I had that experience with my daughter and the flu shot a few years ago. The younger of our two children went first and stood there like a warrior and didn't even flinch. The oldest did not do so well. As we held her down she was screaming to not make her do it. Before she knew it we said, "It's done you can stop crying!" She looked around with huge sobs and admitted she hadn't felt a thing. She was fighting so hard she didn't even notice the injection! Unfortunately year after year we are replaying this scene over and over. Every year she admits that it didn't hurt as much as she feared. Why can't she remember that before the fight begins?

Kathy and Carl said...

That's a hard experience. We've had similar when we were preparing to come to Bolivia. It was hard to explain to the kids that though this experience would hurt, it would prevent future experiences (aka yellow fever!) from hurting even more. I told them sometimes we have to hurt a bit to gain even more.

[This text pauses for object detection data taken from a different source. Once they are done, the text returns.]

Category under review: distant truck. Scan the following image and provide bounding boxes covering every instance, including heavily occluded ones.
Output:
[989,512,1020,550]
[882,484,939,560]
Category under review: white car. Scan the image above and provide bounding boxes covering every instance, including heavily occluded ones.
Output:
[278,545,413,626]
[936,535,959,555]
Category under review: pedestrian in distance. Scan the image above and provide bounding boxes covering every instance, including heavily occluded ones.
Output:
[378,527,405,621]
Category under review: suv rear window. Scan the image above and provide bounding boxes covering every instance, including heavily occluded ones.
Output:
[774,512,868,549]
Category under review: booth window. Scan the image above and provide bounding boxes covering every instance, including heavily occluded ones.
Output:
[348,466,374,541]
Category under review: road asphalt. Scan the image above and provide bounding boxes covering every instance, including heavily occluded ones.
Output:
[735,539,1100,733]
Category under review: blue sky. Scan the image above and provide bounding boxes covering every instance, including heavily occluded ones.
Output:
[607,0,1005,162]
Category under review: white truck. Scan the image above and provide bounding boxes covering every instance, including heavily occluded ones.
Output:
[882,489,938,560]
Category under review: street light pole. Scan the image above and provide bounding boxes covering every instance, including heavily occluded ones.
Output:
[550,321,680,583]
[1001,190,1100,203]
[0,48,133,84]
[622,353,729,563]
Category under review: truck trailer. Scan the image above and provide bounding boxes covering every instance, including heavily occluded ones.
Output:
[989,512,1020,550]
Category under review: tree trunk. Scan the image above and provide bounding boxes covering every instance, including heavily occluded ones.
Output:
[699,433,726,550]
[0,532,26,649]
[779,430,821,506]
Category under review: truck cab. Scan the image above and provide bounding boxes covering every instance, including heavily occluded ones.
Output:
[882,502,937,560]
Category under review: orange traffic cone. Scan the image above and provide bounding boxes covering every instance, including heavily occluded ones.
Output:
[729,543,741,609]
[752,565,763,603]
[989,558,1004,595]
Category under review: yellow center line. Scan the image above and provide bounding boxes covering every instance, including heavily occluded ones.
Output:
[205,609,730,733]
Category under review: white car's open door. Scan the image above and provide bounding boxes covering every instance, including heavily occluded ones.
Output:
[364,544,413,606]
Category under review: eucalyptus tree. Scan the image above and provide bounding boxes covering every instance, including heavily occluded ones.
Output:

Then I thought about it a bit more, and thought, huh, this is a life applicable lesson. A very hard one to experience though.

Joanna said...

Mommy guilt is the worse!! I still have a few that rise up to pull me down. Chalk it up for their own good and tell yourself you are a good mom!

TammyIsBlessed said...

This is nothing more than mommy guilt and it should be banished!!!

You made a decision about what was best for your child and you acted on it. She's just too young to understand.

But you know - isn't that exactly the same with God and us? We don't know what He's doing but we can count on His love. He will never let us down!

Try to look at it from that perspective, and banish the mommy guilt!